The machine I have used to do the inference is a g4dn.xlarge.
Necessary imports and helper functions for displaying points, boxes, and masks.
import cv2
import torch
import numpy as np
import matplotlib.pyplot as plt
import numpy as np
from segment_anything import SamPredictor, sam_model_registry
Test if your GPU is visible to PyTorch.
device = torch.device("cuda" if torch.cuda.is_available() else "cpu")
print(device)
First, load the SAM model and predictor. Change the path below to point to the SAM checkpoint. Running on CUDA and using the default model are recommended for the best results.
model_type = "vit_h"
sam = sam_model_registry[model_type](checkpoint="/home/ubuntu/pallawi/metaai/segment-anything/sam_vit_h_4b8939.pth")
sam.to(device=device)
predictor = SamPredictor(sam)
Run the below command to download the input test image, which is an image of a Truck.
mkdir images
wget -P images https://raw.githubusercontent.com/facebookresearch/segment-anything/main/notebooks/images/truck.jpg
To select the truck, choose a point on it. Points are input to the model in (x,y) format and come with labels 1 (foreground point) or 0 (background point). Multiple points can be input; here we use only one. The chosen point will be shown as a star on the image.
image = cv2.imread('/home/ubuntu/pallawi/metaai/segment-anything/images/truck.jpg')
image = cv2.cvtColor(image, cv2.COLOR_BGR2RGB)
predictor.set_image(image)
input_point = np.array([[500, 375]])#truck.jpg promt point
input_label = np.array([1])
With multimask_output=True
(the default setting), SAM outputs 3 masks, where scores
gives the model's own estimation of the quality of these masks. This setting is intended for ambiguous input prompts and helps the model disambiguate different objects consistent with the prompt. When False
, it will return a single mask. For ambiguous prompts such as a single point, it is recommended to use multimask_output=True
even if only a single mask is desired; the best single mask can be chosen by picking the one with the highest score returned in scores
. This will often result in a better mask.

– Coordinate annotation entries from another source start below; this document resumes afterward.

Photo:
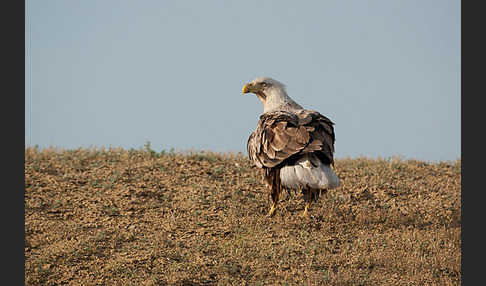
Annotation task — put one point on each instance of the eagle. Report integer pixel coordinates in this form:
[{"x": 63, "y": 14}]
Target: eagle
[{"x": 293, "y": 146}]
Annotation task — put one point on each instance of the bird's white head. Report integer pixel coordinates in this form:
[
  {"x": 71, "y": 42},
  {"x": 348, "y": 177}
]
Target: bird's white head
[{"x": 271, "y": 93}]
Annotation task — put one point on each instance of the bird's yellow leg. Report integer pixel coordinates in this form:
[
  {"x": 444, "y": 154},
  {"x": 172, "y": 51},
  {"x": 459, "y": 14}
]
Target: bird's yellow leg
[{"x": 272, "y": 210}]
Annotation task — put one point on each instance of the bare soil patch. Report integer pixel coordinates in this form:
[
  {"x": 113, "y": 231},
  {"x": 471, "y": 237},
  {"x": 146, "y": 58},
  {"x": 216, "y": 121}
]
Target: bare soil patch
[{"x": 138, "y": 217}]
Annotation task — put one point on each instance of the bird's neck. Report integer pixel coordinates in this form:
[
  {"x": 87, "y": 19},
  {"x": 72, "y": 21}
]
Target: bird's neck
[{"x": 277, "y": 99}]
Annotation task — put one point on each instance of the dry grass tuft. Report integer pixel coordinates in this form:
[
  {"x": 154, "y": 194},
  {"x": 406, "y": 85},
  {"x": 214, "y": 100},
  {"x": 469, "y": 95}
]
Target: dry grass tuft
[{"x": 138, "y": 217}]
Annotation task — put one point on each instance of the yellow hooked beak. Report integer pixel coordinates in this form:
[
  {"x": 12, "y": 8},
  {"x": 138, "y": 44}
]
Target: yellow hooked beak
[{"x": 246, "y": 88}]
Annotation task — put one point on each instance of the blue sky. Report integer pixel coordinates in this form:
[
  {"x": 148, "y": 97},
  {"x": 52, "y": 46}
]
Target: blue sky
[{"x": 121, "y": 73}]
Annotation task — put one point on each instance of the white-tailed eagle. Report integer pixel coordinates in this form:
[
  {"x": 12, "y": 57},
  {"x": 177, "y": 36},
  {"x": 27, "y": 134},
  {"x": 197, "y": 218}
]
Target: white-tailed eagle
[{"x": 293, "y": 146}]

masks, scores, logits = predictor.predict(
point_coords=input_point,
point_labels=input_label,
multimask_output=True,
)
print(masks.shape)
def show_mask(mask, ax, random_color=False):
if random_color:
color = np.concatenate([np.random.random(3), np.array([0.6])], axis=0)
else:
color = np.array([30/255, 144/255, 255/255, 0.6])
h, w = mask.shape[-2:]
mask_image = mask.reshape(h, w, 1) * color.reshape(1, 1, -1)
ax.imshow(mask_image)
def show_points(coords, labels, ax, marker_size=375):
pos_points = coords[labels==1]
neg_points = coords[labels==0]
ax.scatter(pos_points[:, 0], pos_points[:, 1], color='green', marker='*', s=marker_size, edgecolor='white', linewidth=1.25)

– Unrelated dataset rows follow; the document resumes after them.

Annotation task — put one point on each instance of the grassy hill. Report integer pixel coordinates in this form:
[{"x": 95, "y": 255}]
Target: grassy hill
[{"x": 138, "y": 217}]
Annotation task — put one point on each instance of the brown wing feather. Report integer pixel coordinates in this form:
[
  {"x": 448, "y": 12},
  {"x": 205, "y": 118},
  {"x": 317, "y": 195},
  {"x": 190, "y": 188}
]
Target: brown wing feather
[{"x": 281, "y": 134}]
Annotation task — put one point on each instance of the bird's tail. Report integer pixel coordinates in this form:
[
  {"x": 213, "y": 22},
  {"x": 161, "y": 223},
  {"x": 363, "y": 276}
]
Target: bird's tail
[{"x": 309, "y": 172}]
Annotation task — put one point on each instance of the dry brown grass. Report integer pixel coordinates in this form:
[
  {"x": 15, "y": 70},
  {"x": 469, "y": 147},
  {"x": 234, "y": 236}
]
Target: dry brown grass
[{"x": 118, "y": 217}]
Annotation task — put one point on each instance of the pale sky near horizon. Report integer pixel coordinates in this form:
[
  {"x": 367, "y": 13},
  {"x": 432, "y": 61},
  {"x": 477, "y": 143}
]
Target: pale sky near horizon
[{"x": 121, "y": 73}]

ax.scatter(neg_points[:, 0], neg_points[:, 1], color='red', marker='*', s=marker_size, edgecolor='white', linewidth=1.25)
def show_box(box, ax):
x0, y0 = box[0], box[1]
w, h = box[2] - box[0], box[3] - box[1]
ax.add_patch(plt.Rectangle((x0, y0), w, h, edgecolor='green', facecolor=(0,0,0,0), lw=2))
for i, (mask, score) in enumerate(zip(masks, scores)):
plt.figure(figsize=(10,10))
plt.imshow(image)
show_mask(mask, plt.gca())
show_points(input_point, input_label, plt.gca())

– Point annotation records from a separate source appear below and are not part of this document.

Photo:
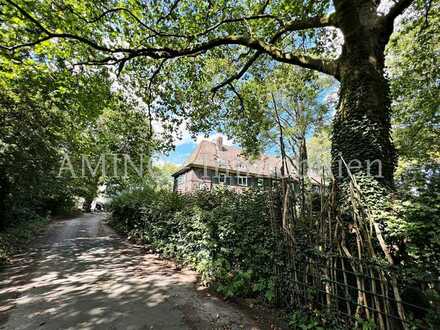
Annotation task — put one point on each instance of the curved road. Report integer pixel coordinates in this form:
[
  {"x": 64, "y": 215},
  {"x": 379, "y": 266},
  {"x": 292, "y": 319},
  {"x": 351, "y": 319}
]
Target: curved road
[{"x": 81, "y": 275}]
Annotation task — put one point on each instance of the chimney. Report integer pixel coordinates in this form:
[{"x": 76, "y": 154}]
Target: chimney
[{"x": 219, "y": 142}]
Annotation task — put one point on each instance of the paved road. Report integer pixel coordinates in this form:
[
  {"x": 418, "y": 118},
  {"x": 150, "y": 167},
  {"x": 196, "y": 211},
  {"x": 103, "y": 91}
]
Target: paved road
[{"x": 81, "y": 275}]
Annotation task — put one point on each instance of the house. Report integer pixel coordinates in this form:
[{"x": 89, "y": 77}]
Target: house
[{"x": 212, "y": 163}]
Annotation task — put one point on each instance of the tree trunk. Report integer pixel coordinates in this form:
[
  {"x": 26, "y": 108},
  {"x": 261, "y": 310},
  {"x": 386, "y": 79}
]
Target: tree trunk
[{"x": 362, "y": 127}]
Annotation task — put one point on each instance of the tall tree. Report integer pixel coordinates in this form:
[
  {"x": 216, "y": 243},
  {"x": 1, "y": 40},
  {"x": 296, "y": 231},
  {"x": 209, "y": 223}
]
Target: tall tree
[{"x": 119, "y": 32}]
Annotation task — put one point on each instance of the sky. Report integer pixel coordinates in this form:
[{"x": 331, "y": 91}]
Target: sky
[{"x": 185, "y": 146}]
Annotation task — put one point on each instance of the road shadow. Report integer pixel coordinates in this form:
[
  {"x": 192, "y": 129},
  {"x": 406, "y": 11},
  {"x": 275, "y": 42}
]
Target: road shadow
[{"x": 84, "y": 276}]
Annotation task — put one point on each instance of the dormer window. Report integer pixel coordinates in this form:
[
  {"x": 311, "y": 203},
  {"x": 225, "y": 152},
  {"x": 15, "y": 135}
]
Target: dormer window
[
  {"x": 221, "y": 162},
  {"x": 221, "y": 178},
  {"x": 242, "y": 181}
]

plt.title(f"Mask {i+1}, Score: {score:.3f}", fontsize=18)
plt.axis('off')
plt.show()
The code for the inference is written by the team of Segment Anything and can also be found here. https://github.com/facebookresearch/segment-anything/blob/main/notebooks/predictor_example.ipynb
I have only mentioned a small part of it as we are testing it's working on our GPU.
Conclusion :
- Segment Anything Model (SAM) can be best utilized when the segmentation results are assisted by human-level precise prompts.
- Colour and edges play an important role to define the level of ambiguity of an object and strongly influence the segmentation mask.
- SAM reminds me of Grabcut by OpenCV. I used Grabcut to build an image segmentation tool for an e-commerce company back in 2017.
Do share your experience with the SAM. I am definitely going to use this in my coming project assignments.